Thursday, 5 January 2012

The evolution of supposedly-altruistic punishment

I am pretty sceptical about many of the proposed applications of cultural group selection. It seems as though most of the features which advocates of cultural group selection propose can be explained more simply in other ways.

For example, the paper entitled The evolution of altruistic punishment explains the origins of human punishment using a model of cultural group selection.

However: there are many individual-level benefits to punishing others - in particlar, punishment is a high-status activity, which increases the punisher's rank at the expense of the rank of the recipient of punishment. Punishing others thus signals high status and improves your reputation - which may produce future benefits.

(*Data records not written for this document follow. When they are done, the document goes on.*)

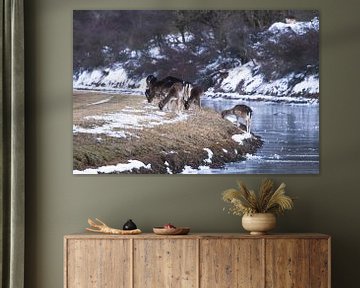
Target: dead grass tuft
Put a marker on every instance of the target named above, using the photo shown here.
(179, 144)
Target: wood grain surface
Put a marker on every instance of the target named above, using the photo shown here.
(197, 260)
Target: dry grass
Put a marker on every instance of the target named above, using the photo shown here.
(180, 143)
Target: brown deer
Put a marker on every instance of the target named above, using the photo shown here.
(174, 100)
(240, 111)
(160, 88)
(194, 98)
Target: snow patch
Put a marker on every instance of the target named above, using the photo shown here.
(210, 155)
(189, 170)
(239, 138)
(121, 167)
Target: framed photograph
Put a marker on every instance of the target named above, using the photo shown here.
(196, 91)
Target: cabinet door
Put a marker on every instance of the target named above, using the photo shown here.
(287, 263)
(320, 263)
(98, 263)
(165, 263)
(231, 263)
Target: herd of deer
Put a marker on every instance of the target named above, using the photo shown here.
(175, 94)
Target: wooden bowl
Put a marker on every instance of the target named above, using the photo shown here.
(171, 231)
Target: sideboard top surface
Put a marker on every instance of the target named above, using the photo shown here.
(88, 235)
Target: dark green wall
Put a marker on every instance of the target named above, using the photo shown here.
(59, 203)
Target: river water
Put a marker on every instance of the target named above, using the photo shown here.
(290, 133)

The finding that some people still expend resources punishing in anonymous one-shot interactions is probably best explained largely by resource-limited cognition - in conjunction with the unnatural nature of such interactions.

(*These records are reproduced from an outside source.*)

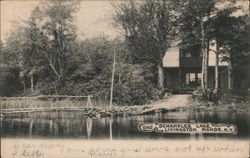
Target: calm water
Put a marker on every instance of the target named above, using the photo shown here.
(74, 125)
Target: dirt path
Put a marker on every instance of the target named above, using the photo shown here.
(174, 102)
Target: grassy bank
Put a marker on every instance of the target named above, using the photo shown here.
(227, 102)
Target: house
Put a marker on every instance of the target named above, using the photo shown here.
(183, 66)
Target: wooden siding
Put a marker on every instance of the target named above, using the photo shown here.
(190, 62)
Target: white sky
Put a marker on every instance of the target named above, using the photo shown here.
(93, 18)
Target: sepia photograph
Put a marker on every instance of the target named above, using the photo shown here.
(125, 78)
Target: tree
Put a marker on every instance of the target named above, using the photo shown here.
(149, 28)
(45, 41)
(194, 18)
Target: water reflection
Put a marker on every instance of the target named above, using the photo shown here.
(121, 127)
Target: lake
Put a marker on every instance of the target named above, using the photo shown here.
(68, 125)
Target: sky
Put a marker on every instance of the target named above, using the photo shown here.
(93, 19)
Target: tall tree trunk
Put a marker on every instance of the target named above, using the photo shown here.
(24, 84)
(229, 70)
(160, 76)
(32, 83)
(204, 61)
(216, 71)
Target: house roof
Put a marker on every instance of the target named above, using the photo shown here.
(171, 57)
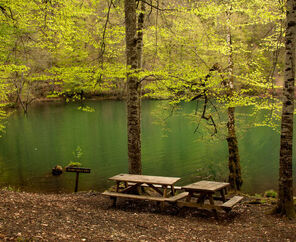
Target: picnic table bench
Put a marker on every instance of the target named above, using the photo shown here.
(205, 191)
(164, 186)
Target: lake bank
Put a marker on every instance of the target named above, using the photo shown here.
(89, 217)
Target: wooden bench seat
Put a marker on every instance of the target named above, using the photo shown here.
(177, 197)
(227, 206)
(134, 196)
(158, 186)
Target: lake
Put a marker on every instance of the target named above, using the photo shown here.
(51, 132)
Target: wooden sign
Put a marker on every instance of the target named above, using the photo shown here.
(77, 169)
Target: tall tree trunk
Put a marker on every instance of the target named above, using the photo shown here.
(285, 204)
(133, 89)
(235, 178)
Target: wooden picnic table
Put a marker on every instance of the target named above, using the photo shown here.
(129, 185)
(204, 191)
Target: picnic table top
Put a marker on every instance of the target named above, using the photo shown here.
(206, 186)
(161, 180)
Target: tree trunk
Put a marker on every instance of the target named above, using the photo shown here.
(285, 204)
(133, 89)
(235, 178)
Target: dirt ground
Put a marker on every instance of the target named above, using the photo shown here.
(89, 216)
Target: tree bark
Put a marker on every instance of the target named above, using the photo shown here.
(285, 204)
(235, 178)
(133, 89)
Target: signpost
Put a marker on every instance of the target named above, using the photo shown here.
(77, 170)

  1. It is tempting to restate in another form, Skinner's generalization that punishment, although it might work in the short term, always has undesirable long-term consequences:-
    Punishment is a cultural maladaptation, but not a genetic one. (It exists because it brings out the Lord Justice Jeffreys in all of us).

    Is it possible to push Skinner this far?

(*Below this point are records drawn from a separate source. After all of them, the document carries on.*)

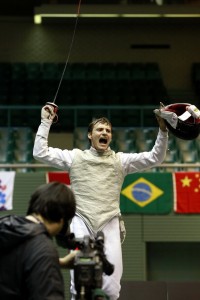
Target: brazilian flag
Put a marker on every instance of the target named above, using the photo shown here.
(147, 193)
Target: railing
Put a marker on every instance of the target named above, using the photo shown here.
(164, 166)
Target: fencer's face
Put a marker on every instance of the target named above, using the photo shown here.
(100, 136)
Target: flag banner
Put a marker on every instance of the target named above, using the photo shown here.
(147, 193)
(7, 180)
(186, 192)
(61, 176)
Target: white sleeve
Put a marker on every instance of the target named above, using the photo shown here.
(54, 157)
(137, 162)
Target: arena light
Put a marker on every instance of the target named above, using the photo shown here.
(115, 11)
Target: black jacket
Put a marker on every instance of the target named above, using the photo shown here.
(29, 266)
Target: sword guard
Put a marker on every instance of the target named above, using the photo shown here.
(55, 109)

  2. I don't buy the whole "punishment is bad" business. I doubt that punishment always has undesirable long-term consequences. It's important to be able to provide prompt negative feedback - and removing carrots just doesn't cut it.

  3. We are talking hard-headedly about how behaviour can be extinguished most effectively, and there is a great deal of it that needs to be extinguished in a relatively short time. One criterion of effectiveness is not provoking a significant aggressive response, which may be directed at the controller or elsewhere. Another is not shaping significant degrees of what has become known as post-traumatic stress disorder. Another is not provoking flight (assuming one wishes to maintain an investment in the person/animal concerned). Falconers were amongst the first behaviorists. Unlike dogs on many occasions, eagles hawks and falcons do not reinforce punishers, quite the opposite. From the earliest written accounts, we know falconers worked by gentleness and eschewed punishment. But like us, they maintained it for each other. The explanation is likely to be that under a range of circumstances, punishing each other is adaptive for our genes. That would be sufficient to explain why it is still here. But is punishment adaptive for memes?

    Punishment is a big problem now. Most of the reaction against environmental action have been response to the punitive controls that are trotted out. In capitalism punishment goes down and up with boom and bust. America as a living memeplex is facing extinction that seems to me to be taking the form of a frenzy of punishment, directed inside and especially outside. It's such a big problem that the rest of the world is struggling to avoid an American armageddon.

    By the way, I still consider the vast majority of what you write to be first rate.